Тут кодовый замок пискнул, дверь подъезда открылась, и на пороге образовалась куча из орущего толстого мужика, знакомой мне мертвой девочки, и еще каких-то тел. От неожиданности я выронил телефон в темноту лестничной клетки. О том, чтобы поднять его, не могло быть и речи. Мой организм наконец-то вошел в режим критической ситуации и начал действовать раньше меня.
Я ракетой взлетел на второй этаж и забарабанил сразу во все три двери, сразу всеми четырьмя конечностями. Возня внизу продолжалась, толстый мужик орал, я барабанил. Наконец, открылась средняя дверь, и в проеме показался тип околопенсионного возраста, в грязной майке-алкоголичке. Толкнув гегемона обратно в квартиру, я заскочил следом, захлопнул хилую ДВПшную дверь, и бросился в первое же помещение с окном, которое было на моем пути. Это оказалась засранная до нельзя кухня, окно которой выходило во внутренний двор с противоположной от школы и улицы стороны. Схватив за шкирку и откинув от окна какую то бабищу, вместе с кухонным столиком, заставленным палеонтологическими остатками былых пиров, я выглянул на улицу. Во дворе никого не было. Я с хрустом выдернул полусгнившую раму окна и запрыгнул на подоконник. Нормально, тихо можно прыгать.
Прыжок не задался. Со всей этой бешенной суетой я забыл, что мне уже четыре десятка лет, что спортом я последний раз занимался пять лет назад и хватило меня ровно на два месяца, я забыл, что у меня гипертония и тахикардия, я забыл, что можно было уцепиться руками за подоконник, и до асфальта под окном стало бы значительно ниже. Прыгнул я как сидел, с корточек.

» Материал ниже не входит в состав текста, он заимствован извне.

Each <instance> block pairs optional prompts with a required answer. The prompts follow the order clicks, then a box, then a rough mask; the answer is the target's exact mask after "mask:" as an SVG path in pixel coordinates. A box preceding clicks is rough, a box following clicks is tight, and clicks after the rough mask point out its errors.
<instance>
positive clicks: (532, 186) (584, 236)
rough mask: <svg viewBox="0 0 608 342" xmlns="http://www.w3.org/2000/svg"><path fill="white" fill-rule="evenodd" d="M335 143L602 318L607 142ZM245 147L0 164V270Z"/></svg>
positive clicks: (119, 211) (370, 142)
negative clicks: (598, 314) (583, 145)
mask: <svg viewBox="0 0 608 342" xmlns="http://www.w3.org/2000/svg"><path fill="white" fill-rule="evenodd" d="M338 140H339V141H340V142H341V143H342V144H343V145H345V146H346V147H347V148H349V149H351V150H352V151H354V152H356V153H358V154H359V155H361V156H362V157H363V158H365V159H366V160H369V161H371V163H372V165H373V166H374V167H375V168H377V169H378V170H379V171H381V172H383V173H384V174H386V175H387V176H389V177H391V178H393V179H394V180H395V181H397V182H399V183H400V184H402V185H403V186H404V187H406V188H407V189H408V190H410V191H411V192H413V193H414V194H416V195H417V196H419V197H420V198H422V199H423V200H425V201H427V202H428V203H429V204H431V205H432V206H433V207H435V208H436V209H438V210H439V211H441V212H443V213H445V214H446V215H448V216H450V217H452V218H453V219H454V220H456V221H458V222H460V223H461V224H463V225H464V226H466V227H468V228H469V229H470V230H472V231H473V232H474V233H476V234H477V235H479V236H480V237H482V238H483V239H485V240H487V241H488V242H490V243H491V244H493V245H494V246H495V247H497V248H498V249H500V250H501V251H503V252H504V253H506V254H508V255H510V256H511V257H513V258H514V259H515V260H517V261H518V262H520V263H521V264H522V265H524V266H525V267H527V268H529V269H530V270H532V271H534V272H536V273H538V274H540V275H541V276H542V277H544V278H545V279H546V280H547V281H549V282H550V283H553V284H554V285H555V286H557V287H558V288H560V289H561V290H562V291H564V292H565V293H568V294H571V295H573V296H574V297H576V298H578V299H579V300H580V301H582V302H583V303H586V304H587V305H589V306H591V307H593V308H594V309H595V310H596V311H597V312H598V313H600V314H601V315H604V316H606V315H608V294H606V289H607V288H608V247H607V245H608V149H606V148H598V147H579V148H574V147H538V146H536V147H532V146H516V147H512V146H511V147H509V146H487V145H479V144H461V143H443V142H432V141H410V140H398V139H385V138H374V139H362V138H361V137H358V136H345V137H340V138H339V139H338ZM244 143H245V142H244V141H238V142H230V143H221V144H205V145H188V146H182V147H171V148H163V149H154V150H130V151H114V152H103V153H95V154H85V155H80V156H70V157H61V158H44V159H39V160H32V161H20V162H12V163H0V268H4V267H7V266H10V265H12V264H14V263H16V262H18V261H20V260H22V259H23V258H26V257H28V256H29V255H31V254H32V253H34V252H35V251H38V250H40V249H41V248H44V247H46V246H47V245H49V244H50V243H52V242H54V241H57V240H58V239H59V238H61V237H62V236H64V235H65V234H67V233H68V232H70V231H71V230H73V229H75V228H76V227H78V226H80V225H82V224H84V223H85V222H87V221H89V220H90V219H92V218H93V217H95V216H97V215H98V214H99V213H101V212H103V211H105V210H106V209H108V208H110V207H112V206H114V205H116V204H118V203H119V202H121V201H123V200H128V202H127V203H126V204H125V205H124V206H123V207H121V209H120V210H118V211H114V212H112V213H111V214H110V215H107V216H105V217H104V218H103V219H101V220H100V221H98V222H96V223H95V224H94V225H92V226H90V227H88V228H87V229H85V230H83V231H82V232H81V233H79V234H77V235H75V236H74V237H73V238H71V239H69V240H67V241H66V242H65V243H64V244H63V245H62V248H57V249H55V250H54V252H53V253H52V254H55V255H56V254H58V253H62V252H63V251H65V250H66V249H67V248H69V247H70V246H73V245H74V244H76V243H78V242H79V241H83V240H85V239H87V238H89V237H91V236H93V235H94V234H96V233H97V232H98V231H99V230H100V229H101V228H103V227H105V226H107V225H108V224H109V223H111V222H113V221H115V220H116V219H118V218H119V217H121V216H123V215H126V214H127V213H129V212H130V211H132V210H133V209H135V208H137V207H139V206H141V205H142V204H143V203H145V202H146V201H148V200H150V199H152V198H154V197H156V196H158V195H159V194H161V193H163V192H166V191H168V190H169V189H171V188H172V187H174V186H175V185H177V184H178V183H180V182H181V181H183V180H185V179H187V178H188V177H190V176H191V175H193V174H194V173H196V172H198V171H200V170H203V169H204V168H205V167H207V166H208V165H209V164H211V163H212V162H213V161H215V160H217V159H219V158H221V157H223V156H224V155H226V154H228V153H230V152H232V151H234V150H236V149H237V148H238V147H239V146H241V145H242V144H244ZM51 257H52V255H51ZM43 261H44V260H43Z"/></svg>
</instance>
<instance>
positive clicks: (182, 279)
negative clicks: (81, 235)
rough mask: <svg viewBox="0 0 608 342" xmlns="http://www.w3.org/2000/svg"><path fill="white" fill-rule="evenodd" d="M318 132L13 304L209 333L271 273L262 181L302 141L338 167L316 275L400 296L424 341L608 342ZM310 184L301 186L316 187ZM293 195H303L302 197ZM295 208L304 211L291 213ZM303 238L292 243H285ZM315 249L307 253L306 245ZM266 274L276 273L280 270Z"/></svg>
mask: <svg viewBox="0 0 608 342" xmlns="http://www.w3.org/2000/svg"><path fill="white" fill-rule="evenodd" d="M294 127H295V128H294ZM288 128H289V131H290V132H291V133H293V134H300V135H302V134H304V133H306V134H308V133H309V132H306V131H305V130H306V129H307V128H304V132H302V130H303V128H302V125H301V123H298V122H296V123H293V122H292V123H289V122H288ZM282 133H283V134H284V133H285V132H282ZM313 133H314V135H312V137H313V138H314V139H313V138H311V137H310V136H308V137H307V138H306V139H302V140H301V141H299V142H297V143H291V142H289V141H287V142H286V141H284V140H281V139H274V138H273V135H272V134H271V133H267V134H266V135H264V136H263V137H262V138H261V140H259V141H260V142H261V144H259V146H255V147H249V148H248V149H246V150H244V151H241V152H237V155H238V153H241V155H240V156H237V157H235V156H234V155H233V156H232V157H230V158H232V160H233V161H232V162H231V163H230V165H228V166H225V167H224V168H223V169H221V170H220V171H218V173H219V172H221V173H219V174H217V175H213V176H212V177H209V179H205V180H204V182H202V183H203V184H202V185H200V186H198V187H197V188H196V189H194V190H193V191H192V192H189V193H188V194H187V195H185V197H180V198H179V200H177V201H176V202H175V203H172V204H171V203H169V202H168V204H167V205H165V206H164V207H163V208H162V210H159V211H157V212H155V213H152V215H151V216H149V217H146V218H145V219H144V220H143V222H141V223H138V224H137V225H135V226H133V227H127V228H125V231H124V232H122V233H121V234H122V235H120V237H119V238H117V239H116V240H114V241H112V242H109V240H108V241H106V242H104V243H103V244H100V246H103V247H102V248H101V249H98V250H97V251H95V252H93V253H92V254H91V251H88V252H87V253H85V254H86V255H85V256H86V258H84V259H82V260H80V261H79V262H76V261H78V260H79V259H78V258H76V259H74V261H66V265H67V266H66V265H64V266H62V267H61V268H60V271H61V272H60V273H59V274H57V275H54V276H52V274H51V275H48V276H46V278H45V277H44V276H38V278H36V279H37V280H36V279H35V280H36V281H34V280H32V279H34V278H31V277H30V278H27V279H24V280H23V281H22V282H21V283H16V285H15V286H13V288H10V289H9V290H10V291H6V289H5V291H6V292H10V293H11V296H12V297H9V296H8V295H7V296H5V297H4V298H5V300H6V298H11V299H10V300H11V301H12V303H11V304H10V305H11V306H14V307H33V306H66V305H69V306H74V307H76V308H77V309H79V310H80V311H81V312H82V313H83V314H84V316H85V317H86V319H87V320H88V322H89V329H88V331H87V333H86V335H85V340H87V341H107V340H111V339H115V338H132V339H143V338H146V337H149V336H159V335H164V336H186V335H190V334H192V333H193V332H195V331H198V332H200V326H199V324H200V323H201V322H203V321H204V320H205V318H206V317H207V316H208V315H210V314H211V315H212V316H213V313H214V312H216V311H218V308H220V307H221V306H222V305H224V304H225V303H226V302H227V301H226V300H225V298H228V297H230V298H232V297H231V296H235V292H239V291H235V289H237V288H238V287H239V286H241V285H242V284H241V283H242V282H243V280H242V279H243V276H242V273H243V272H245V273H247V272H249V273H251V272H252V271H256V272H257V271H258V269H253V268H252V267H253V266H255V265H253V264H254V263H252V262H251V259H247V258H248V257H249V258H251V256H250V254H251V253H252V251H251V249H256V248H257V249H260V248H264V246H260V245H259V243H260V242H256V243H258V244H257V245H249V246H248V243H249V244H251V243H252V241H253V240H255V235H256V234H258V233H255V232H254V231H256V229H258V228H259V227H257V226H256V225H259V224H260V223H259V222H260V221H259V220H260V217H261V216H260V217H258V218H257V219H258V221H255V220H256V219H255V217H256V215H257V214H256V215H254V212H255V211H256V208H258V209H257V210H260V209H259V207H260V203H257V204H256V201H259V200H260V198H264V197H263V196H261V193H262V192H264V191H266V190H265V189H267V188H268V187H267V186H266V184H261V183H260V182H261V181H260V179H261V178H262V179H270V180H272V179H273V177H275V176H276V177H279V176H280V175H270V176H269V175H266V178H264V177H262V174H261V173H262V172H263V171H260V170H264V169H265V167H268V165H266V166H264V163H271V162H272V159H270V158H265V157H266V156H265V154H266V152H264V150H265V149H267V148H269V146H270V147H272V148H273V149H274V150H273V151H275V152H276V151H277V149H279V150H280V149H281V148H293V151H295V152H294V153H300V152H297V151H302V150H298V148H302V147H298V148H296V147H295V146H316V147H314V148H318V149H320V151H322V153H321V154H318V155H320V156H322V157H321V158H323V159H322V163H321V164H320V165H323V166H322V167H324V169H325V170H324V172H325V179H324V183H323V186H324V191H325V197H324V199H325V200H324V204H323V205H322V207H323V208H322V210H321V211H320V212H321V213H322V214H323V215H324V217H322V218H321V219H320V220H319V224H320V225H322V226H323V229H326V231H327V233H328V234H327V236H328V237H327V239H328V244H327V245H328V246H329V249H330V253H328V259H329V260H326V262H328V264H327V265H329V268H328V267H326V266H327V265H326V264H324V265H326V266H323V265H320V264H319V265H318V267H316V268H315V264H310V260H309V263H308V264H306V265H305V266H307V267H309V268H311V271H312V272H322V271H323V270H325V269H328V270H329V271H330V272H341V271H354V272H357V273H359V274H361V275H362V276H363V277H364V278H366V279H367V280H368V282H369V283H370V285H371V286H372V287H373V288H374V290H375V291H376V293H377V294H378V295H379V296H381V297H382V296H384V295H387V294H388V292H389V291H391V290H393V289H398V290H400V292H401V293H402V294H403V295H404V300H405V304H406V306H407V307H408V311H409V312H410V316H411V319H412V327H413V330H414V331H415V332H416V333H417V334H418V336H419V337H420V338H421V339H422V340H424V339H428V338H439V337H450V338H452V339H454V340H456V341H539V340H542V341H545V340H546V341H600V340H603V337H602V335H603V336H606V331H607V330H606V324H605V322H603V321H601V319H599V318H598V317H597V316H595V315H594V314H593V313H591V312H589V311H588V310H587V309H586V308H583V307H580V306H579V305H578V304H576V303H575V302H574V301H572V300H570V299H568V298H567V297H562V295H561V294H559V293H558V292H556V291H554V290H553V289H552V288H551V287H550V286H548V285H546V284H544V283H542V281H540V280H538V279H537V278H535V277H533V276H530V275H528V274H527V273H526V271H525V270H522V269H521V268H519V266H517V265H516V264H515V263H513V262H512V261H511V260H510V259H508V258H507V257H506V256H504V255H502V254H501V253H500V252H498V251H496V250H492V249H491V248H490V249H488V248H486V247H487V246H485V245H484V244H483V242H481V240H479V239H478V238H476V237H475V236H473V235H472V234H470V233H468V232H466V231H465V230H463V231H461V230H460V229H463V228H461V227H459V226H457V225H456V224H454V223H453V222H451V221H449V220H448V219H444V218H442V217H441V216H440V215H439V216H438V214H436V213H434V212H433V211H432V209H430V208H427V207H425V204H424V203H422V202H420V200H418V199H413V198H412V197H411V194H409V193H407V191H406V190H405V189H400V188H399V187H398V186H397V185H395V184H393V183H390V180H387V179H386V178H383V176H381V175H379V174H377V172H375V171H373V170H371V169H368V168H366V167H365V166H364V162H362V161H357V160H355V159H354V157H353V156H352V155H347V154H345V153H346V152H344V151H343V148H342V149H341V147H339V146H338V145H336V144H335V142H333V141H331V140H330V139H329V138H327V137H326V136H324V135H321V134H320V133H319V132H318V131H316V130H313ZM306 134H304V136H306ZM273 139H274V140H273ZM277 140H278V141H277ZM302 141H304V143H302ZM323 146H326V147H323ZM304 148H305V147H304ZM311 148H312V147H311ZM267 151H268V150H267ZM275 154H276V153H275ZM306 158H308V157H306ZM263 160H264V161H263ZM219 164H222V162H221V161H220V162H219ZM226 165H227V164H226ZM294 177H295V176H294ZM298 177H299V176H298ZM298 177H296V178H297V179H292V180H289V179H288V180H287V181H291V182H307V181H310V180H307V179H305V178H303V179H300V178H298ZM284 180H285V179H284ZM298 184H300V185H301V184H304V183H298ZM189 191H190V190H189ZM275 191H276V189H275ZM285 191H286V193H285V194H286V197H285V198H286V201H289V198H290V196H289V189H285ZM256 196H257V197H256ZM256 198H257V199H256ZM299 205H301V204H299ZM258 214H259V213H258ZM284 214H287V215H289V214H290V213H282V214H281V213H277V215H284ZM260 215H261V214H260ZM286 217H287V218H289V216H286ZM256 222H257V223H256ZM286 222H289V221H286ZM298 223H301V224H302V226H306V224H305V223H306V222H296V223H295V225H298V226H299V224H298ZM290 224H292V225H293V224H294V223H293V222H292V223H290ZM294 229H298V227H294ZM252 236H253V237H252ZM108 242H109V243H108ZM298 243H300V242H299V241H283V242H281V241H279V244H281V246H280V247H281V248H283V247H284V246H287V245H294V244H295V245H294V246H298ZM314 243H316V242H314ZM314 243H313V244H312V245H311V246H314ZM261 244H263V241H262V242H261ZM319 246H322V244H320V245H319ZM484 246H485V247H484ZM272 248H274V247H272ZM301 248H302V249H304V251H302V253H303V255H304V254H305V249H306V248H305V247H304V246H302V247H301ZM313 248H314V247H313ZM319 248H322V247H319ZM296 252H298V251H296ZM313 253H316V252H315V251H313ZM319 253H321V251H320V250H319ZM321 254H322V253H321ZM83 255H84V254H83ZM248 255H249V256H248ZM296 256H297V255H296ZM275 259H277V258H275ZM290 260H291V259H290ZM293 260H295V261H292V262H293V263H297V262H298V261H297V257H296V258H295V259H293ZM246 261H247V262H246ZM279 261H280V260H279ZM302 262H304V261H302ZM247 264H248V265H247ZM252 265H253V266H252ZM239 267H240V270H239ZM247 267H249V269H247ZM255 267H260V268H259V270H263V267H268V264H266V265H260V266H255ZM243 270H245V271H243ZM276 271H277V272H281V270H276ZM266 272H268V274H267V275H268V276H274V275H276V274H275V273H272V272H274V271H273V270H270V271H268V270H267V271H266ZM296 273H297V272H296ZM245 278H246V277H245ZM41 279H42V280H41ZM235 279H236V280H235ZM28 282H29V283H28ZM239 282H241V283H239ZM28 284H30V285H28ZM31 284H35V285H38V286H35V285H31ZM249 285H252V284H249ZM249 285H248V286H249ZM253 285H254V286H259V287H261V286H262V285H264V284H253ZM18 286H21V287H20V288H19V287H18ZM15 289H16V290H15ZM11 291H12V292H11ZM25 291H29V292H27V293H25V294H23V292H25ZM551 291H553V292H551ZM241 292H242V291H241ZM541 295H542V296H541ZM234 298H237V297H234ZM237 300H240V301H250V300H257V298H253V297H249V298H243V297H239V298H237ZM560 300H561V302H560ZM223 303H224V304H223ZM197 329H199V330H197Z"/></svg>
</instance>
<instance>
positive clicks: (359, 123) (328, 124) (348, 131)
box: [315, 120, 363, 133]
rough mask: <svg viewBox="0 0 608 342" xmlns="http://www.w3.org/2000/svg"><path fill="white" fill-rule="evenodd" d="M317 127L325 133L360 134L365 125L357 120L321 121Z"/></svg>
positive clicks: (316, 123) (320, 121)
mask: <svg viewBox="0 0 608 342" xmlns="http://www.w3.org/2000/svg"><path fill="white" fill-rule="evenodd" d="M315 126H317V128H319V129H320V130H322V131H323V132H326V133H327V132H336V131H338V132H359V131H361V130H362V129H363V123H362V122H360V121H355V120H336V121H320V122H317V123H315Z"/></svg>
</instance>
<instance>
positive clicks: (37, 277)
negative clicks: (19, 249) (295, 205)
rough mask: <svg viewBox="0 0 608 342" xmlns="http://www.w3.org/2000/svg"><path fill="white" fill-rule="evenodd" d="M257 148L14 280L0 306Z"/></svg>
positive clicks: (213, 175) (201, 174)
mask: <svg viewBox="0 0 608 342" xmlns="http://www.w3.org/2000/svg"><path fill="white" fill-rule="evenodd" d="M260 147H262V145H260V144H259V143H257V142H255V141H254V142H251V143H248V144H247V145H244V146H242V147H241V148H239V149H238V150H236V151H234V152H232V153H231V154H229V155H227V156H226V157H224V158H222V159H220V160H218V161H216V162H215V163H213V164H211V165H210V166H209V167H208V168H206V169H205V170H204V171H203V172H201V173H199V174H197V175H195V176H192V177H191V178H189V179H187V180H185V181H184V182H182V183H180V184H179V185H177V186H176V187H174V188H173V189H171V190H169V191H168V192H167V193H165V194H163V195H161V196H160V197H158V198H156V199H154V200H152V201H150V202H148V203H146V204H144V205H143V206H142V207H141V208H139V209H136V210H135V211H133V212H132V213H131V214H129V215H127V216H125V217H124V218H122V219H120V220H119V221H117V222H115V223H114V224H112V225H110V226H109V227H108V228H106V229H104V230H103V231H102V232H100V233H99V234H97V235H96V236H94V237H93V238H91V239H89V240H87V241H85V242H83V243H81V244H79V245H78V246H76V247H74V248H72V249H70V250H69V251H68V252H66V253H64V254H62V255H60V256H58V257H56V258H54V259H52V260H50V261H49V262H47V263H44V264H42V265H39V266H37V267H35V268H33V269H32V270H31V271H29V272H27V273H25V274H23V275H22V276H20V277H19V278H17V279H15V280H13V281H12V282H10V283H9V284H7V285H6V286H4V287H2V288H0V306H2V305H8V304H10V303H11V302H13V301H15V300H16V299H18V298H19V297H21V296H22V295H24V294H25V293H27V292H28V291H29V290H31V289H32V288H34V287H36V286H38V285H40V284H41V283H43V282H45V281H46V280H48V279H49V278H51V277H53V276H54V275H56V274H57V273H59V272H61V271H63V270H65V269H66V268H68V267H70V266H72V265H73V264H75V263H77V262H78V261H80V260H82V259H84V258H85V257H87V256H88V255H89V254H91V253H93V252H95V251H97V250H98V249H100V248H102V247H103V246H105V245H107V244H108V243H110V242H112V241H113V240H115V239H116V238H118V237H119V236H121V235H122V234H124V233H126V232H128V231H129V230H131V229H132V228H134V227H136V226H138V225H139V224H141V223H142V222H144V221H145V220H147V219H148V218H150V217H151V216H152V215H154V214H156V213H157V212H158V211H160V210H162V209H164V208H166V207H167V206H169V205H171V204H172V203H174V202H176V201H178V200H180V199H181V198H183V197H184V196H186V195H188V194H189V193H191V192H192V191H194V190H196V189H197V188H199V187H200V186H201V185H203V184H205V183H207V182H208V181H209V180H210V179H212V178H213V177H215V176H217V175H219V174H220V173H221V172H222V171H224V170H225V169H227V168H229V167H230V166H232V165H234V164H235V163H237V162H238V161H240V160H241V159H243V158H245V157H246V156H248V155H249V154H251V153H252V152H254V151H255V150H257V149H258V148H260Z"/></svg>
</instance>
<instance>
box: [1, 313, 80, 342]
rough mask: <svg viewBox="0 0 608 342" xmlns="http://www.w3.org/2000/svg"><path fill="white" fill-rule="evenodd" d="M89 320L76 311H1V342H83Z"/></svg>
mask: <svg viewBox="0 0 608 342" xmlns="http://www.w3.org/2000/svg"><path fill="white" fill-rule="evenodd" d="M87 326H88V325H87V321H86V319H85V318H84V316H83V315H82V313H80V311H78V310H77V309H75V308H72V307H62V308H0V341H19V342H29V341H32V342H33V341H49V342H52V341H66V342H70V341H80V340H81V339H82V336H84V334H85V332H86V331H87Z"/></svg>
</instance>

Боль в ноге вышибла из глаз слезы. Три метра до заборчика палисадника я летел в позе и с грацией горной гориллы, страдающей диареей - в полуприсяде, касаясь руками земли. Больно ударившись о заборчик коленями, я кувыркнулся через него, приземлился, ударившись плечом о землю, и затих за старым, еще немцами посаженным тополем.
"Тогда считать мы стали раны...." Отбитое плечо, в кровь разбитые ладони, порванные штаны и рассаженные колени. Но это все мелочи. Самое страшное - растяжение, стремительно напухающая болью правая нога. Сидеть нельзя, время мое и моих девчонок утекает стремительным домкратом. Мой план гордой ланью пробежать оставшиеся до дома полтора километра накрылся титановым тазом. Опираясь на тополь, я поднялся на ноги. Попробовал перенести вес на правую - держит, не подламывается. Но как бегун я на ближайшее время закончился, Усейн Болт может пока спать спокойно.
Так, думай голова, быстрей думай. Раз пробег по центральным улицам города отменяется, остается вариант с частным сектором. Прямо из этого двора я могу попасть на параллельную главной улочку, застроенную немецкими домами. По ней, строго на север порядка двухсот метров, и будет поворот... ОООО!!! Йес! Огороженная солидным забором солидная же территория принадлежащего раньше Кенигсбергскому университету " Альбертина" Ботанического сада тянулась практически до моего дома. А там, кроме деревьев, кустов, цветов, рыбок в пруду, и собак охраны обычно очень мало народа. А если срезать по саду угол и выходить из него не через центральные ворота, а правее через забор, то до цели мне останется опять же одна улочка, застроенная старыми немецкими домами. Так план есть, идем аккуратно, про овраги не забываем, но цыгель, цыгель.
Согнувшись и не приближаясь к углам домов я похромал в рокадный переулок. И тут я нашел ЕЕ. Милицейский бобик - ГБРка стоял уткнувшись помятым капотом в дерево в тридцати метрах от меня. Двери его были распахнуты все. Ни живых, не мертвых я в переулке не видел. Куда бежать, вопросов не было. Район мой, со службы я ушел не так давно, большинство личного состава меня еще хорошо помнила. Если они все рванули на происшествие, что совсем не исключено, у нас тут кругом сейчас одно сплошное происшествие, то в машине есть стационарная рация. Да и если просто пока сесть в машине и запереться, дожидаясь бойцов, я сомневаюсь, что знакомая мне девочка-припевочка и иже с ней смогут туда забраться.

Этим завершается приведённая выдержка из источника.